Perform ballot-polling Bayesian audits for ranked voting elections using a Dirichlet-tree prior distribution.

## Installation

#### CRAN

To install the latest minor release of elections.dtree from CRAN:

install.packages("elections.dtree")

#### GitHub

To install the development release of elections.dtree from GitHub:

# install.packages("remotes")
remotes::install_github("fleverest/elections.dtree")

#### Why?

Bayesian audits of elections typically employ a Dirichlet prior, conjugate to a multinomial distribution for the observed ballots. For ranked voting systems, the number of ballot types can grow factorially. In the case of instant-runoff voting (IRV), a popular type of ranked voting system, the number of possible ballot types is n! with n candidates (assuming all candidates are ranked; it is even greater if partially completed ballots are permitted).

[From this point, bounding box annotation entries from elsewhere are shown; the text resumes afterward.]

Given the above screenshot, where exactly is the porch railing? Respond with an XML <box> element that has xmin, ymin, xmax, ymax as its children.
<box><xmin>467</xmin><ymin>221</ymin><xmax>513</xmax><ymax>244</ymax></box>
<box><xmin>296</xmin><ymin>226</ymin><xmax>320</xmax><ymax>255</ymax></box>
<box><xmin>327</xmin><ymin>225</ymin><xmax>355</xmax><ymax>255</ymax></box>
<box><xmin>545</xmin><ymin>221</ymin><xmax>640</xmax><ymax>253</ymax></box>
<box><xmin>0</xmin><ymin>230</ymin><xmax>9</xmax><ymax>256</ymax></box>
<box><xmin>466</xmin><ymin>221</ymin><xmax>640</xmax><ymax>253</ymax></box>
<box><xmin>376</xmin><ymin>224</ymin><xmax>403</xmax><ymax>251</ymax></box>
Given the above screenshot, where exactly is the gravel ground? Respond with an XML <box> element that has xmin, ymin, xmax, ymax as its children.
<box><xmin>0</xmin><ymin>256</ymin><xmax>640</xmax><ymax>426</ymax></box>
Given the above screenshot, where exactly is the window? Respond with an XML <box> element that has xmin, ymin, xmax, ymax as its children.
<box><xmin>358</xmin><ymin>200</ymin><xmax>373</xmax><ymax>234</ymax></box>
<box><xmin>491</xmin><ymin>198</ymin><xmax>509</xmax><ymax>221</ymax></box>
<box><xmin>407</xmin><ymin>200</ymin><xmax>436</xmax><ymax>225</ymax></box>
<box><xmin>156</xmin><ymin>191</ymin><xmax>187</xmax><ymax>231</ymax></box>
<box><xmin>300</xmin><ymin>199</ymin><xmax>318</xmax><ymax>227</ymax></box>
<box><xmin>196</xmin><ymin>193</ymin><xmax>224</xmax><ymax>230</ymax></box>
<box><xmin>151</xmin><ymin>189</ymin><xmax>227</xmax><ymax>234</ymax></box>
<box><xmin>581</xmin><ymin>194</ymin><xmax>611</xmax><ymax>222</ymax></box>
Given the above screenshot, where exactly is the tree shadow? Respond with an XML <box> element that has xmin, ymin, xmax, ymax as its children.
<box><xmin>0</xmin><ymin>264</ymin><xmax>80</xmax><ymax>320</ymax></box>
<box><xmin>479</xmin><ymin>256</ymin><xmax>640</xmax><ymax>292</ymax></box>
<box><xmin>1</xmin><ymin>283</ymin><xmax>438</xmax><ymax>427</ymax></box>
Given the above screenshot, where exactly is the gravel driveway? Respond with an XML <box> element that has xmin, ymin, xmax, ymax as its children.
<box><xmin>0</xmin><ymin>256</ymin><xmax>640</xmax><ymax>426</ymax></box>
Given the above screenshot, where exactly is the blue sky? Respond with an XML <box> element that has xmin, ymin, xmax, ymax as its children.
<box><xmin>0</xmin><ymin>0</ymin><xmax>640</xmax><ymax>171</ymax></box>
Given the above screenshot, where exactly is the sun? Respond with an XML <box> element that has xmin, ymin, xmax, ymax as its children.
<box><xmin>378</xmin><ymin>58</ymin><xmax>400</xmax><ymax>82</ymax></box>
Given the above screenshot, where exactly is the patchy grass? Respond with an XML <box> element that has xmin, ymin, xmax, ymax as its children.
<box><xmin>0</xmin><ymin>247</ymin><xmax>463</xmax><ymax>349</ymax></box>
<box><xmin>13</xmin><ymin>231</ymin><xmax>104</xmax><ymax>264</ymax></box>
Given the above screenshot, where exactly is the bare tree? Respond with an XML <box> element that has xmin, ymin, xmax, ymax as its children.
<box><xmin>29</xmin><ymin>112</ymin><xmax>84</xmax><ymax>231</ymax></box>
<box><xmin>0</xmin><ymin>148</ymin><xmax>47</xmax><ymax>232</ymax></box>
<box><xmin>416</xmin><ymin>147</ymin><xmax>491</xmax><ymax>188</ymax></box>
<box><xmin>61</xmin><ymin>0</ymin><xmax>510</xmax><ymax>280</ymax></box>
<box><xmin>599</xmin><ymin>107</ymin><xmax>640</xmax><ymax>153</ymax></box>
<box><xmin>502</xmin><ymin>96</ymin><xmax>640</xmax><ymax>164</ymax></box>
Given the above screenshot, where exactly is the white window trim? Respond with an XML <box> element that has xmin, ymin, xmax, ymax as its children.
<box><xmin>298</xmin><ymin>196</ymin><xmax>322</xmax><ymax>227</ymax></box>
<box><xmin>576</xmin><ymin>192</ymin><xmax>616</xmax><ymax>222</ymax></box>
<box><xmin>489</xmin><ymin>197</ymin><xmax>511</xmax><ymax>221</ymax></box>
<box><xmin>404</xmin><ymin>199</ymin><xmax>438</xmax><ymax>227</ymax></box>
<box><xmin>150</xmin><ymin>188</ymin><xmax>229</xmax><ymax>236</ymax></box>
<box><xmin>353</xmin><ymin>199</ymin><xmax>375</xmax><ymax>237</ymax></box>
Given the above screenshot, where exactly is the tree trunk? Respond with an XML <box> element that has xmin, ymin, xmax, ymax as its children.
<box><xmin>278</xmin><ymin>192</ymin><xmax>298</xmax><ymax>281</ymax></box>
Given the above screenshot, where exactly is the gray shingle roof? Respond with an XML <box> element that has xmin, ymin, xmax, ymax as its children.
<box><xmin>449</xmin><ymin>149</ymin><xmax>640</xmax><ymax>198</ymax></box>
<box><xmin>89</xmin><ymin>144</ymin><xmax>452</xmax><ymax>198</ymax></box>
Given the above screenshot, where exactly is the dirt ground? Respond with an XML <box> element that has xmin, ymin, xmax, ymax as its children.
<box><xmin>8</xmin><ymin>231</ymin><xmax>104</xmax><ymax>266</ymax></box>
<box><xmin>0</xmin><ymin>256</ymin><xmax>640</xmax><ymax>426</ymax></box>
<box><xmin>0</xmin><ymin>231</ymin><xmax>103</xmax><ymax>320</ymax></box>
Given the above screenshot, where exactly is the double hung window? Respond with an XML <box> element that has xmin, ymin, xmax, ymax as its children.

The Dirichlet distribution is a simple and effective choice if the number of ballot types is small, but becomes problematic when this number gets large. As n grows, the prior concentration parameters (defined by a0 in our implementation) need to be on the order of 1 / n! to ensure the prior is not overly informative. If n is large enough, this may be smaller than the available precision. Also, the fact that this varies by n is inconvenient. A more practical alternative is given by the Dirichlet-tree distribution, which we implement in this package.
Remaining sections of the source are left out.